Little Freddie King
174 South Blvd.
Baton Rouge, LA, 70802
Doors 9:00 PM / Show 9:00 PM
This event is 18 and over
Watch & Listen
Little Freddie King
If you want the real blues - and I'm not talkin about some long-haired hippy beatin' on a National Resonator guitar or a mustachiod, Italian-suited slickster blowin' on a chromatic harmonica - baby, you'd better call Little Freddie King, Normally only seen once a month at BJ's Lounge located in the lowest bowels of the mighty Ninth Ward, where he shares floor space with a pool table and various carpet remnants, don't think for a second that his band won't be able to create the proper mood without their usual scrappy surroundings. The minute Freddie straps on his guitar and strikes up his gnarled chord and drummer "Wacko" Wade makes his presence known with a definative cymbal crash, this lean, mean, swampy aggregation of gut-bucket wild men transforms the poshest of venues into a back-of-town beer joint.

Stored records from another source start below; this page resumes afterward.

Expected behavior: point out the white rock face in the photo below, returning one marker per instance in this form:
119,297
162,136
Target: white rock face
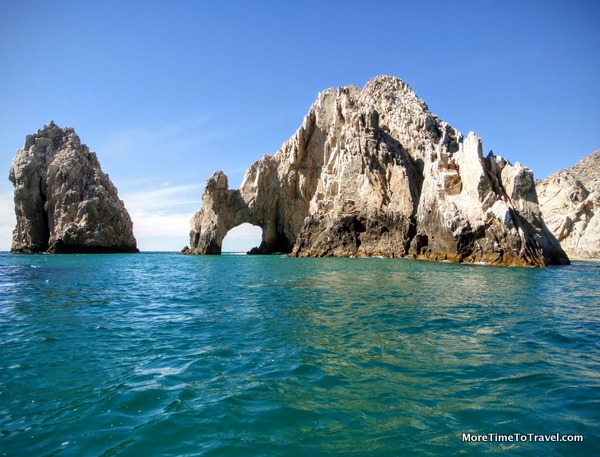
64,203
372,172
570,202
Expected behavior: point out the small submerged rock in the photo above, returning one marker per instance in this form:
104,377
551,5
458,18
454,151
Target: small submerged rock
64,203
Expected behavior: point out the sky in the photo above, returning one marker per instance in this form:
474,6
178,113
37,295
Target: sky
167,92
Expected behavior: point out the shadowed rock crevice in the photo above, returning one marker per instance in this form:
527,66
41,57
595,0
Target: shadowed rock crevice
372,172
64,203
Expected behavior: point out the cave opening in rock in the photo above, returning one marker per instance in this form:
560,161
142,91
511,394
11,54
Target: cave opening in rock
242,239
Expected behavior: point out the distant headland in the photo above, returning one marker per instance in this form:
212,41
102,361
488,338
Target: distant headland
370,173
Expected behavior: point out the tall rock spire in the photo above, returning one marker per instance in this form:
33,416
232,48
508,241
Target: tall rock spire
64,203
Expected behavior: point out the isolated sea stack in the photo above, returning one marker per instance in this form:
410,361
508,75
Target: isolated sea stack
372,172
64,203
570,204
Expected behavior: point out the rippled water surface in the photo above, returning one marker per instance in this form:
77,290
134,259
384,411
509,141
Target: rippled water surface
161,354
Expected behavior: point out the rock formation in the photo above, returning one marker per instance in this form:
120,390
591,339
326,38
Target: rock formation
64,203
570,203
372,172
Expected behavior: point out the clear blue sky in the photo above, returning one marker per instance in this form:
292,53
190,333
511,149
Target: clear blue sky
166,92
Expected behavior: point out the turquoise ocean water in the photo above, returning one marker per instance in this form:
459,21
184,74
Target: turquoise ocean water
161,354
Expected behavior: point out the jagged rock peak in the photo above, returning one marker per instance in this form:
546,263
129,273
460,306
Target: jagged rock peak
570,204
372,172
64,203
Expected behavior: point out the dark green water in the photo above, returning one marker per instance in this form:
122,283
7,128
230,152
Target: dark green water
160,354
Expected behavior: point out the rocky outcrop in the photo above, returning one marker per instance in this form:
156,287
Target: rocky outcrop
570,203
64,203
372,172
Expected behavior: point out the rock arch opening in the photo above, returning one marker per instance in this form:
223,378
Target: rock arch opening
242,238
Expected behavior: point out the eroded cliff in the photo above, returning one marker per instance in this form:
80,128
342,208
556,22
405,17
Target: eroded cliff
372,172
64,203
570,203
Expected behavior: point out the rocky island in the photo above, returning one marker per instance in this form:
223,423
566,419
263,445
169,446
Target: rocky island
570,203
64,203
372,172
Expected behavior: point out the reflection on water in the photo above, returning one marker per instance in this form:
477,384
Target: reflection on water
158,354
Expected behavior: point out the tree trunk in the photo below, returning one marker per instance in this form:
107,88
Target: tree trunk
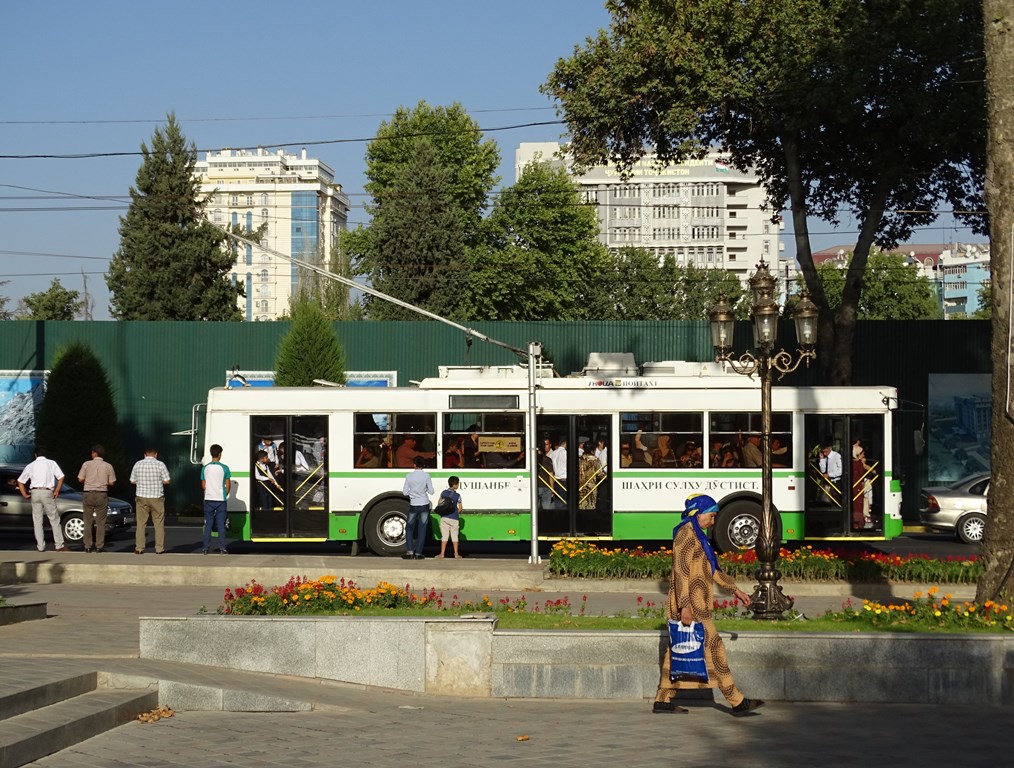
998,546
836,331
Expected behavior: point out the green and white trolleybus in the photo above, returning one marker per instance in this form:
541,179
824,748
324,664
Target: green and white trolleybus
625,449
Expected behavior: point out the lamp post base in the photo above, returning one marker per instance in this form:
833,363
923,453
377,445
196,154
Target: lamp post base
768,602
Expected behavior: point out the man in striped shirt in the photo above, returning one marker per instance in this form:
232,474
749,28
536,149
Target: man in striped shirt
150,478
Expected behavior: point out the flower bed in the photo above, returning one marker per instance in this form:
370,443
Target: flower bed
933,611
584,559
331,595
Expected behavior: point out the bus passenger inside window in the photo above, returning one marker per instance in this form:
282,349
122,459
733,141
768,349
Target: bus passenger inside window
408,449
781,456
369,455
691,457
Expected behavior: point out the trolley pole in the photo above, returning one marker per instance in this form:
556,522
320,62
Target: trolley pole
534,354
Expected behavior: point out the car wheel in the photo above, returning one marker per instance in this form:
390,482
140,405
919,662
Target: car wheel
385,526
738,527
73,527
970,528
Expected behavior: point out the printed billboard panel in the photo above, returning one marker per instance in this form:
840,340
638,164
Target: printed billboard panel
21,393
959,427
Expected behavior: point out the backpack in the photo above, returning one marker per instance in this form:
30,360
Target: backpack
445,506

Born in McComb, Mississippi in 1940, Fread E. Martin grew up playing alongside his blues guitar-picking father (Jessie James Martin), then rode the rails to New Orleans during the early fifties where he crossed paths with itinerant South Louisiana blues man such as "Poka- Dot" Slim and "Boogie" Bill Webb whose unique country-cum-urban styles would influence his own. Honing his guitar chops at notorious joints like the Bucket of Blood (which he later immoralized in song), he jammed and gigged with Bo Diddley and John Lee Hooker, and also played bass for Freddy King during one of the guitarist's stints in New Orleans. People began comparing the two musicians' styles, hence Martin's nome-de-plume. While well-vested in a variety of styles, nowadays Little Freddie sounds a lot more like his cousin Lightin' Hopkins - albeit after a three day corn liquor bender! Nevertheless, the King sobriquet if fitting, as Freddie is undeniably the monarch of the Crescent City blues scene.
He recorded an electric blues album with Harmonica Williams in 1969. In 1976, King undertook a European tour alongside Bo Diddley and John Lee Hooker. His next recording opportunity came some twenty seven years after his first in 1996, with the release of Swamp Boogie. King's Sing Sang Sung (2000) was recorded live at the Dream Palace in Faubourg Marigny.
King played the New Orleans Jazz & Heritage Festival for 32 consecutive years. He is a member of the Music Maker Relief Foundation Inc.